İkinci faktör, otoantikorların varlığıydı. Bunlar, enfeksiyonla savaşmak için kullanılan antikorlardan farklıdır. Otoantikorlar, genellikle bağışıklık sistemi bir tehdide aşırı tepki verdiğinde ortaya çıkan ve tehdit temizlendikten sonra bile "kapanmayan" bağışıklık hücresi proteinleridir. Bu otoantikorlar daha sonra sağlıklı doku ve hücrelere saldırmaya başlayabilir. Otoantikorlar, romatoid artrit ve lupus gibi hastalıklarda rol oynar. Çalışma, bir bireydeki otoantikor seviyesi ne kadar yüksekse, uzun süreli COVID geliştirme risklerinin de o kadar yüksek olduğunu buldu.
Epstein Barr virüsünün (EBV) varlığı üçüncü faktördü. EBV, genellikle genç insanlarda görülen bir boğaz enfeksiyonu olan mononökloza veya glandüler ateşe neden olan yaygın bir virüstür. Enfeksiyondan sonra virüsün hücrelerde yıllarca uykuda kaldığı bilinmektedir. Bir kişi, örneğin bir COVID-19 enfeksiyonu gibi biyolojik olarak stresli olduğunda yeniden etkinleştirilebilir. Araştırmacılar, çalışmanın iki virüsü kesinlikle bağlamadığına dikkat çektiler, ancak uzun süreli COVID geliştirenlerin kanında daha yüksek EBV seviyeleri buldular.
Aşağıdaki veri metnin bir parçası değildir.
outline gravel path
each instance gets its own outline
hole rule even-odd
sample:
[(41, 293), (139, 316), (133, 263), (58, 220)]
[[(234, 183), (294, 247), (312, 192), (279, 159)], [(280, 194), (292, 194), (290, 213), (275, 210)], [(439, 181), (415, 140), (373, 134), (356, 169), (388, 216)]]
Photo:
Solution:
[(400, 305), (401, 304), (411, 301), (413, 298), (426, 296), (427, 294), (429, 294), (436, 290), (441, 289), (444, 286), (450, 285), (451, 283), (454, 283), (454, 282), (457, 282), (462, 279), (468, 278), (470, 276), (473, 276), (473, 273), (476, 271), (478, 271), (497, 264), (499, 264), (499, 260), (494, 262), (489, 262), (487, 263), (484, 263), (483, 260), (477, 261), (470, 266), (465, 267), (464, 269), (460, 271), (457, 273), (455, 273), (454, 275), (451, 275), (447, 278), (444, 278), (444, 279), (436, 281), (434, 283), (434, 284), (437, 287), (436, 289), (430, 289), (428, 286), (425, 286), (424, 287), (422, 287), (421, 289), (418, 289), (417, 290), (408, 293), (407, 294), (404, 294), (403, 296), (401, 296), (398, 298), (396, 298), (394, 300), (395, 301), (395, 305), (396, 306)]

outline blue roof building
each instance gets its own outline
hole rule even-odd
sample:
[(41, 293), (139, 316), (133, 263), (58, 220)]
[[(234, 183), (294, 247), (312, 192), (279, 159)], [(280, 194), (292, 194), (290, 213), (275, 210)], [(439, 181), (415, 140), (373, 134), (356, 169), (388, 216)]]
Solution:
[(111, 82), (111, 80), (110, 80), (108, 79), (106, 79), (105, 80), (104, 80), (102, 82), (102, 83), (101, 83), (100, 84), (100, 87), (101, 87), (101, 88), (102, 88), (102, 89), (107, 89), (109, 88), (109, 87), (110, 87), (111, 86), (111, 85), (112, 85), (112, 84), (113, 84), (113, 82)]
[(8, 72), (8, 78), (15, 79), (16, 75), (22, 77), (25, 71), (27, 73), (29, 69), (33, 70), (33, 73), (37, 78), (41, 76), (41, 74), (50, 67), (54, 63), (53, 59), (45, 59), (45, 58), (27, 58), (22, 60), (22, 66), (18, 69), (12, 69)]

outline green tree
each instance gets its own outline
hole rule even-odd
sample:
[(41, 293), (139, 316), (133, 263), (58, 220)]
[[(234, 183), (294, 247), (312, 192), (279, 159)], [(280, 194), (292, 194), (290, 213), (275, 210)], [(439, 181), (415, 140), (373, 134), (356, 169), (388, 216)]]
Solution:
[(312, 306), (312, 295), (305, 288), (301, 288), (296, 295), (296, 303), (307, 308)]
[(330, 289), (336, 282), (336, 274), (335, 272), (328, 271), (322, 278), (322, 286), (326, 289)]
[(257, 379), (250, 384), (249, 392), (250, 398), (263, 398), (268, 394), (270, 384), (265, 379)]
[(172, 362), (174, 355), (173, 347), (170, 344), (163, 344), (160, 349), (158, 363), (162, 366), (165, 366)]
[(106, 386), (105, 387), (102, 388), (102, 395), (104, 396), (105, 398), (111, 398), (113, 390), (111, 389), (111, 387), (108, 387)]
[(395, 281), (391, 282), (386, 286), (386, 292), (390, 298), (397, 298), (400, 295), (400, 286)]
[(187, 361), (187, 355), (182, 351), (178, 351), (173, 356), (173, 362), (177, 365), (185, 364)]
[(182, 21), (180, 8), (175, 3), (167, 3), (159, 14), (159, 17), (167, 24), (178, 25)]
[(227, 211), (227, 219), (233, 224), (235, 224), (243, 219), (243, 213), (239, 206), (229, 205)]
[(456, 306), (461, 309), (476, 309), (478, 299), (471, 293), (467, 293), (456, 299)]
Dördüncü faktör, Tip 2 diyabet ve uzun süreli COVID arasındaki bağlantıdır. Araştırmacılar, ikisi arasında önemli bir ilişki buldu. Tip 2 diyabetin virüse karşı bağışıklık tepkisini değiştirmesi ve böylece uzun süreli COVID riskini artırması mümkündür. Tip 2 diyabet hastalarında ortaya çıkabilen yüksek insülin seviyeleri, vücutta düşük seviyeli inflamasyona neden olabilir ve bağışıklık sistemini yüksek alarma geçirebilir, bu da SARS-CoV-2'ye aşırı tepki verme ve sonrasında semptomların devam etmesi riskini artırabilir. virüs temizlendi. Araştırmacılar, çalışma kohortlarında yeterince bulunmayan uzun süreli COVID riskini artırabilecek önceden var olan başka koşulların da olabileceğini söyledi.
Çalışma, küçük bir kohort olmasına rağmen, uzun süreli COVID için risk faktörlerini vurgulamaya yardımcı oluyor. Devam eden semptomları olanları desteklemeye yardımcı olmak için durumu anlamak önemlidir. Ayrıca, ilk etapta hastalığın görülme sıklığını azaltabilecek tedavi seçenekleri ve önlemleri bulmamıza da yardımcı olabilir.